According to the SDF, by August 2025 ISIS militants had carried out 117 attacks in northeastern Syria—more than in all of 2024, when there were 73. The most active assaults have been recorded in Deir ez-Zor province, where roughly three thousand fighters are concentrated. Their main targets are SDF soldiers and commanders. In May alone, ISIS carried out twenty attacks that killed ten soldiers, and in August at least seven more, five of them in a single day.
In March, SDF Military Council commander in Hajin, Khabat Shaidi, led a four-vehicle convoy on an inspection of checkpoints. Militants hiding in houses along the road ambushed the convoy with rocket-propelled grenades. Two soldiers were seriously wounded, and Shaidi himself sustained a minor injury. Later that day, he received a phone call from an unknown number. “Infidel. You survived. Next time we’ll kill you,” a voice said on the line.

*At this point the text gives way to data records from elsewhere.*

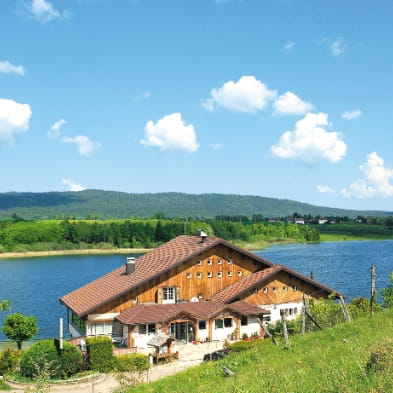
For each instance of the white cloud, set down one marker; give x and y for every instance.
(54, 131)
(375, 181)
(72, 185)
(310, 141)
(85, 146)
(350, 115)
(144, 96)
(289, 47)
(44, 11)
(337, 47)
(7, 68)
(170, 133)
(246, 95)
(216, 146)
(325, 189)
(290, 104)
(14, 119)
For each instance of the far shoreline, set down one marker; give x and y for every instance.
(89, 251)
(256, 246)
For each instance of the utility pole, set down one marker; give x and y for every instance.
(373, 291)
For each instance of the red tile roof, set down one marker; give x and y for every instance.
(250, 282)
(109, 287)
(161, 313)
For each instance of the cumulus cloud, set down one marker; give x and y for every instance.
(375, 182)
(350, 115)
(289, 47)
(247, 95)
(337, 47)
(55, 131)
(44, 11)
(7, 68)
(85, 146)
(325, 189)
(144, 96)
(72, 185)
(290, 104)
(170, 133)
(310, 141)
(14, 119)
(216, 146)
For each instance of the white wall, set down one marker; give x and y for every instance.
(275, 310)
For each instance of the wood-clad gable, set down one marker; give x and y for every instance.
(201, 277)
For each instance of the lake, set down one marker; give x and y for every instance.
(34, 285)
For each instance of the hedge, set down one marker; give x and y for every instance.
(133, 362)
(100, 354)
(45, 354)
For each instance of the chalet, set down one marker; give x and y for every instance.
(193, 288)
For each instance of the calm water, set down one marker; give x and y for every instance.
(34, 285)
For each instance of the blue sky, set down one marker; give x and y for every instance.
(285, 99)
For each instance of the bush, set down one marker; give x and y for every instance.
(62, 364)
(9, 361)
(100, 353)
(134, 362)
(381, 359)
(240, 346)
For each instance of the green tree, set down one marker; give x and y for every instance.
(5, 305)
(19, 328)
(387, 293)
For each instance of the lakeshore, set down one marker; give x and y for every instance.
(89, 251)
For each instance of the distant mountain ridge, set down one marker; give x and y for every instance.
(113, 204)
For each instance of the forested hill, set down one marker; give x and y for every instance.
(110, 204)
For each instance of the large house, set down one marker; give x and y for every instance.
(194, 288)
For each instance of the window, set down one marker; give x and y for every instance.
(147, 329)
(202, 325)
(218, 323)
(227, 322)
(168, 295)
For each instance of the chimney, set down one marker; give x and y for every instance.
(130, 265)
(203, 235)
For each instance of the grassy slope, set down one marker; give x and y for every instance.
(318, 362)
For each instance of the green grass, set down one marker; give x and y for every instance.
(329, 361)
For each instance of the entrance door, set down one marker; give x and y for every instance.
(183, 331)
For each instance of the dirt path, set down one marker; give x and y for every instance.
(189, 356)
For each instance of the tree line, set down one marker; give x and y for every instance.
(44, 235)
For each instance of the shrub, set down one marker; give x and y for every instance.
(9, 361)
(62, 363)
(240, 346)
(100, 353)
(134, 362)
(381, 359)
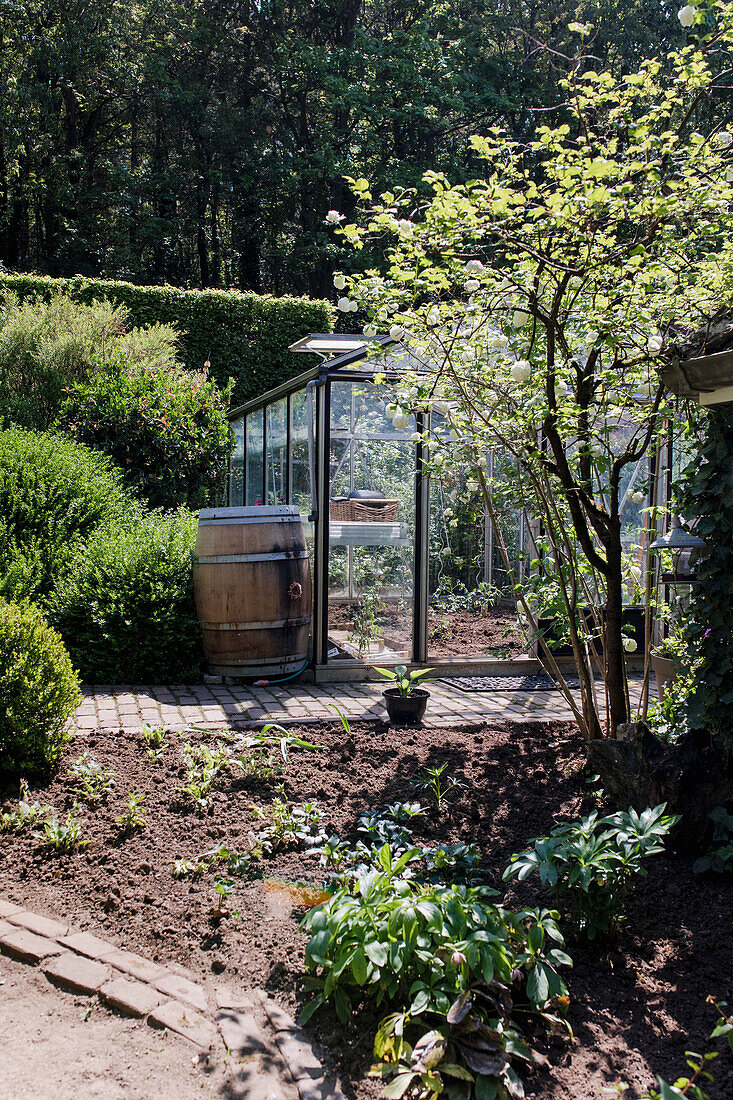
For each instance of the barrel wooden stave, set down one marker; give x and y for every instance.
(255, 609)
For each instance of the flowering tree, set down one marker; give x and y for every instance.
(540, 295)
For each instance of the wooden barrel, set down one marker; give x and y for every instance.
(252, 590)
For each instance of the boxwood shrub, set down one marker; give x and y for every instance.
(244, 337)
(54, 494)
(126, 606)
(39, 691)
(164, 426)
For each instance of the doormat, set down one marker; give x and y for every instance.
(538, 682)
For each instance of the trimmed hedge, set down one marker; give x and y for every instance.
(39, 691)
(126, 605)
(54, 494)
(243, 336)
(165, 427)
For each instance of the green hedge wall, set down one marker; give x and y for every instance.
(243, 336)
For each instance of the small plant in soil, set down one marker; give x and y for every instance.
(589, 865)
(450, 964)
(441, 790)
(132, 817)
(204, 766)
(90, 781)
(26, 815)
(404, 681)
(63, 837)
(719, 857)
(154, 737)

According to SDF commanders, the Islamic State has adopted a new strategy. The militants no longer wear uniforms or display black flags. Most of them are Syrians, which allows them to blend easily into the local population. They operate in small autonomous cells, often without coordination among one another. Each cell receives instructions to carry out ambushes or plant improvised explosive devices. “They work in small groups—four or five people per operation. That lets them conserve resources. Each has one Kalashnikov rifle and one explosive device,” said Siyamend Ali, a representative of the SDF’s self-defense units.

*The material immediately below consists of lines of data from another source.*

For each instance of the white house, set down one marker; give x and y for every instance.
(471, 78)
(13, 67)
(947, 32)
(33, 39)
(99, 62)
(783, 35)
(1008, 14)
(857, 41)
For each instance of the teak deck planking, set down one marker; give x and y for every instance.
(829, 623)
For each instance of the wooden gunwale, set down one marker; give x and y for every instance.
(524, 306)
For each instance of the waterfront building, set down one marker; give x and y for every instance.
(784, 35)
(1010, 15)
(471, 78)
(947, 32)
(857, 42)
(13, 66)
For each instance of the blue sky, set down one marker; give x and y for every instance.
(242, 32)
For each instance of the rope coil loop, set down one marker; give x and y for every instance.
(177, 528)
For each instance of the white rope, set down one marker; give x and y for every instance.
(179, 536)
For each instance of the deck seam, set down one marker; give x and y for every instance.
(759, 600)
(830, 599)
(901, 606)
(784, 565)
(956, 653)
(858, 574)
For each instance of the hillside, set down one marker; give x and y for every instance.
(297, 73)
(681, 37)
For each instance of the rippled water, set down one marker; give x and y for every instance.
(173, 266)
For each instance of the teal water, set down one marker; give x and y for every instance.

Beyond attacks, the group is engaged in extortion. Oil investor Muhammad al-Bu Herdan from the town of Diban in Deir ez-Zor province said militants called him demanding he pay zakat—an Islamic tax—of one thousand dollars. According to him, such demands are common in Diban, where ISIS has many sympathizers. Soon after the call, a masked man came to his house and took the money. Two months later, another cell called with the same demand. When al-Bu Herdan replied that he had already paid, they began to threaten him. Later, he saw two men on a motorcycle near his oil processing facility. “As soon as I saw them, I knew they’d come for me. I turned the car around and drove off fast. They started shooting,” he recalled. One of his workers was killed. Al-Bu Herdan shut down his business and fled to Hajin. SDF representatives say they receive numerous reports of similar extortion cases.
Syria’s Ministry of Information acknowledged that “there is a gap in security,” as government forces are limited and do not control the entire territory of the country. Nevertheless, the ministry said security forces had eliminated Islamic State cells in Damascus and prevented several planned attacks.
Syria’s interim president, Ahmad al-Sharaa, was previously linked to the Islamic State and later joined al-Qaeda before, as The Wall Street Journal notes, “renouncing extremism” during the struggle for power. Doubts about his sincerity persist, however: some commanders of the Syrian Democratic Forces express distrust toward former jihadists who have joined the new government, believing it gives ISIS fighters room to maneuver. The Ministry of Information rejected those accusations, calling them “politically motivated and baseless.”